Уходя в бессрочную самоволку, беззазорно оставляя изнывающие от потери воли духа войска, обрекали себя дезертиры на вечные муки. Муки телесные, муки духовные. Ведь как же ж надо было довести себя, допустить гнуснейший помысел о бегстве от страждущих победоносного вершения войны, пусть и изнуренных, но людей истинно Россию любящих? Задаваясь этим вопросом, я невольно погружаюсь в бездну сомнений и отчаянных отговорок — не я же бросил войска, не я же сбежал с сереющего поле битвы под гулкие раскаты вороньего веселья! Не я же! А ведь мог и я. Под блиндажною пылью, вслушиваясь в шепоты бойцов и не такие помыслы посетят, и не такие злодеяния душа учинит. По топким болотам шагают солдаты — и тут же помыслы о собственном ничтожестве, о собственном пути, устланном куда-то вдаль, не здесь, а в иных, покинутых чертогах, позабытых, но непрестанно посещающих воспаленное, любящее сердце.

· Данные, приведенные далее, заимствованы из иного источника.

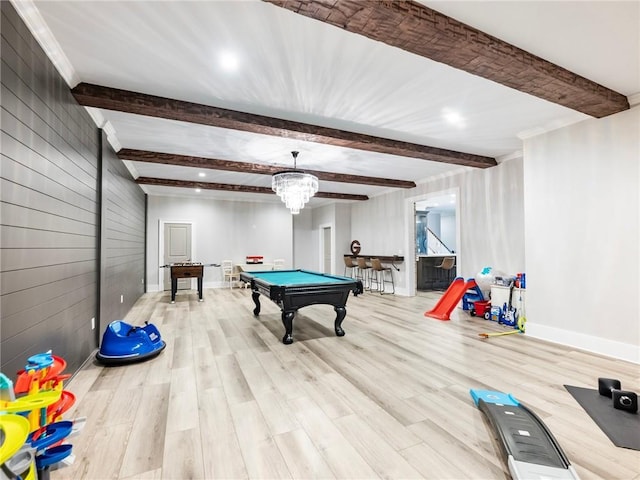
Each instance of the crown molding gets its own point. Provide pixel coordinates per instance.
(43, 35)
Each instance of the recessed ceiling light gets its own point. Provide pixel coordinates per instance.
(229, 61)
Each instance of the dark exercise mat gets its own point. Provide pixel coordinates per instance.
(622, 428)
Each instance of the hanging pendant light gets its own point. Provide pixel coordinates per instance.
(294, 187)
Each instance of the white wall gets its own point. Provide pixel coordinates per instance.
(221, 230)
(581, 225)
(303, 241)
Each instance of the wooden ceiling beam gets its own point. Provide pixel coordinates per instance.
(243, 167)
(164, 182)
(108, 98)
(420, 30)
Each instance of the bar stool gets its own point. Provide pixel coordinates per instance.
(378, 275)
(363, 273)
(349, 264)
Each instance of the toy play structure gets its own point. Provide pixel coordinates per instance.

Артиллеристы, заставляющие гудеть саженные орудия, крепко держащиеся в седлах казаки на гнедых и вороных лошадях, а мы что же — пехота, да еще и самая невзрачная, ничего из себя не представляющая. Такую и погубить не жалко, да за правое дело. А тут — и гужевые провиант задержали, увязли в лесах дрожащих, и ротные командиры пространное что-то лепечут, тульи фуражек поправляя. А уж там — за синей дымкой труба, зовущая на бой! И так и день, так и ночь. Вокруг — солдаты ликуют, ни дрожи в них нет, ни страха, а страх только во мне. И помыслы тут же, крадущейся змеей опутывают — сбежать! Сбежать — и пыль долой, и трава не расти, и солнце лучи не бросай. Нет, от этого отречение, совершенное отречение, но так манит преступить, так манит на волю вольную, хоть стреляйся. А повсюду — и солдат уж и не так много, как вместе по тропам шли. Были кости, да легли на погосте.
Так и сбегали, преступно, не сожалея. Не гнали помысли преступные, не гнали. А русский человек, кто обладает русской душой обязан, обречен таковые мысли гнать. Ежели Россия воззвала — то до конца, до смерти самой, с именем Господним и песнями чувственными — на смертный бой. Более всего душе моей покоя не дает факт оставления своей Родины в ее предреченные часы. Ведь это как же ж надо себя извратить, дабы сбежать? Слегка, чуть чиркнуть спичкой — и уже огненное море отворяет свои ворота. Это-то и страшно, держать себя в узде, как лихого скакуна какого, мы тяготимся, не терпя при этом, когда пытаются удержать нас.
Правительство, вышестоящее командование, да и Cам Господь.
Все это нас тяготит, но и в воле не можем, тут же в преступность ударяемся, тут же сбежать хотим — да и от кого еще, от самих себя. От России сбежать хотим, словно убоявшийся сын от истекающей кровью матери. И сейчас хотим, но скрываем, и на линии блиндажной, но в страхе обнажаясь. Страх праведное для нас чувство, не страх, а трепет даже, благоговейный трепет. И пока мы не поборем этот наносной, чуждой нашей природе страх, не преобразовав его в трепет перед славой Господней — сбегать будем, и сами не понимая на какие колеи вставая, несясь в дали немеющие, потьму скрывающие.